Conservatives are having a bad day with the Respect for Marriage Act (RFMA) set to become law.
The Senate voted in favor of the RFMA in a 61-36 vote on Tuesday night. It now goes back to the House of Representatives for another vote because it was amended in the Senate. The House is expected to pass the bill as early as next Tuesday. President Joe Biden is expected to sign it.
Tony Perkins, president of the anti-LGBTQ hate group the Family Research Council, released a statement saying that the RFMA “invites ‘predatory lawsuits’ against people of faith, stigmatizes biblical values, and drives Christians from the public square.”
Perkins also said that the 12 Republicans who voted for the bill “are literally putting a target on their base and driving them out of political engagement.”
He added, “This bill is a club, with which the Left will attempt to beat people of orthodox faith — who believe in marriage as God designed it and history has defined — into submission.”
Perkins has argued that “homosexual men are more likely to abuse children than straight men.” He believes that the Bible commands Christians to kill gay people and has urged his followers to pray against any expansion of LGBTQ civil rights.

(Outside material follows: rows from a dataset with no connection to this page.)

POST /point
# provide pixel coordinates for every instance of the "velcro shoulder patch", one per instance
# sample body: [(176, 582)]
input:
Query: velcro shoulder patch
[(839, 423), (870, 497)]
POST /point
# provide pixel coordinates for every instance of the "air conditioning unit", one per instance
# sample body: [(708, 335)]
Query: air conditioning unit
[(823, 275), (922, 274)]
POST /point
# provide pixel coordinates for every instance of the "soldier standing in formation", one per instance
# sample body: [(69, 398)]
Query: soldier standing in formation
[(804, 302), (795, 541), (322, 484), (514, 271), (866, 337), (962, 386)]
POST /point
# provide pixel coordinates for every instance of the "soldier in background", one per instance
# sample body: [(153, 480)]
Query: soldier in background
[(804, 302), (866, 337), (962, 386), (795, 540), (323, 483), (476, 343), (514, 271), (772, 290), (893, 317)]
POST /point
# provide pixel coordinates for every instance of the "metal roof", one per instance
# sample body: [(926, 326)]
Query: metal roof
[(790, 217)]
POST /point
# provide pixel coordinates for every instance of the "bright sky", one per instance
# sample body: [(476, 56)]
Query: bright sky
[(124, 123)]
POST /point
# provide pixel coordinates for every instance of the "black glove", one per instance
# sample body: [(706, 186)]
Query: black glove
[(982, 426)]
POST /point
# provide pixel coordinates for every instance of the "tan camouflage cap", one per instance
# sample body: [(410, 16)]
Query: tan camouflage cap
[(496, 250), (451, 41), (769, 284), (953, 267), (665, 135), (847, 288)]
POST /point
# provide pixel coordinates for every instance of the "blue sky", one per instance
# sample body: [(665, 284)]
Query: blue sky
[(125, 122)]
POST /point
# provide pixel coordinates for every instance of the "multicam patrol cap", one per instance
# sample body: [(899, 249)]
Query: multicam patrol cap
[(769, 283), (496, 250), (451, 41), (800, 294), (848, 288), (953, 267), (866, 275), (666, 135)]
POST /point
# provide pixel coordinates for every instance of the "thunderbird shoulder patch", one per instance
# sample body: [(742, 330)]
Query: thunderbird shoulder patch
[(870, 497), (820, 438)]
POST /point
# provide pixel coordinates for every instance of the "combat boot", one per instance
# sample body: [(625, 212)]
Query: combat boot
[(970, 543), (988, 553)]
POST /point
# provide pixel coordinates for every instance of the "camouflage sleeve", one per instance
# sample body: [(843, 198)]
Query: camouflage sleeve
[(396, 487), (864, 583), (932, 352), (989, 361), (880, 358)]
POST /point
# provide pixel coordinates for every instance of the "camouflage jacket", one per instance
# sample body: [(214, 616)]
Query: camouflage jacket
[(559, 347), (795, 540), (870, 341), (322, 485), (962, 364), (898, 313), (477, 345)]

Ryan Bangert, senior vice president of strategic initiatives for the anti-LGBTQ legal advocacy group Alliance Defending Freedom (ADF) wrote, “This dangerously cynical and completely unnecessary bill is a direct attack on the First Amendment…. It undermines religious freedom everywhere and exposes Americans throughout the country to predatory lawsuits by activists seeking to use the threat of litigation to silence debate and exclude people of faith from the public square.”
The ADF said that the Senate version of the bill should’ve allowed Republican amendments that would’ve carved out religious exceptions in order to provide legal protections for religion-based anti-LGBTQ discrimination. The ADF regularly files lawsuits against LGBTQ civil rights legislation.
In a misleading Wednesday morning tweet, Sen. Ted Cruz (R-Texas) wrote, “Not only does the so-called Respect for Marriage Act open the door for a weaponized IRS to target religious non-profits, but it will start a race to the bottom, forcing the most extreme marriage laws from any state onto every other state.”
Twenty U.S. states currently allow children of any age to be married to adults. Texas, Cruz’s home state, allows emancipated minors age 16 and up to get married. The RFMA doesn’t change this fact since the age of marriage is set by state law.
It’s not clear how religious non-profits will be targeted since the law doesn’t even mention the IRS.
Sen. James Lankford (R-OK), who voted against the bill, said, “What it really does is silences any individual who may disagree and discourages any faith-based entity from cooperating with government, to be able to say, if you want to partner with the state in any area, you probably aren’t welcome because you don’t share the same beliefs.”
The RFMA will not end the First Amendment.
Rep. Chip Roy (R-TX) wrote, “The entire @HouseGOP should vote ‘no’ on a bill that demonstrably exposes Americans to persecution for closely held religious beliefs, in addition to attacking marriage. #StandUpForAmerica.”
On Wednesday, the Heritage Foundation, which spent $1.3 million on ads attacking the RFMA over Thanksgiving weekend, retweeted several messages, including one referring to the supportive Republican senators as “losers” and one that claims the RFMA offers “no meaningful protections for our first freedom.”
Noelle Garnier of National Religious Broadcasters wrote, “As Christians we believe that the family and marriage are the bedrock of a strong society. It’s heartbreaking to see so many lawmakers agree and concur that the traditional view of marriage and family has no place in U.S. policy.”
The RFMA would officially repeal the Defense of Marriage Act (DOMA), the 1996 law that forbade the federal government from legally recognizing same-sex marriages. In its place, the act would require the federal and state governments to recognize same-sex marriages as long as they occur in states where they are legal. If any state refuses to recognize such marriages, the act says, the spouses can sue.
Despite these right-wingers’ worries, a revised version of the bill submitted earlier this month guarantees to uphold all “religious liberty and conscience protections” currently defined by federal law. It states that no individual or group will be forced to “solemnize” same-sex marriages and that the legislation will threaten no individual or group’s tax-exempt status.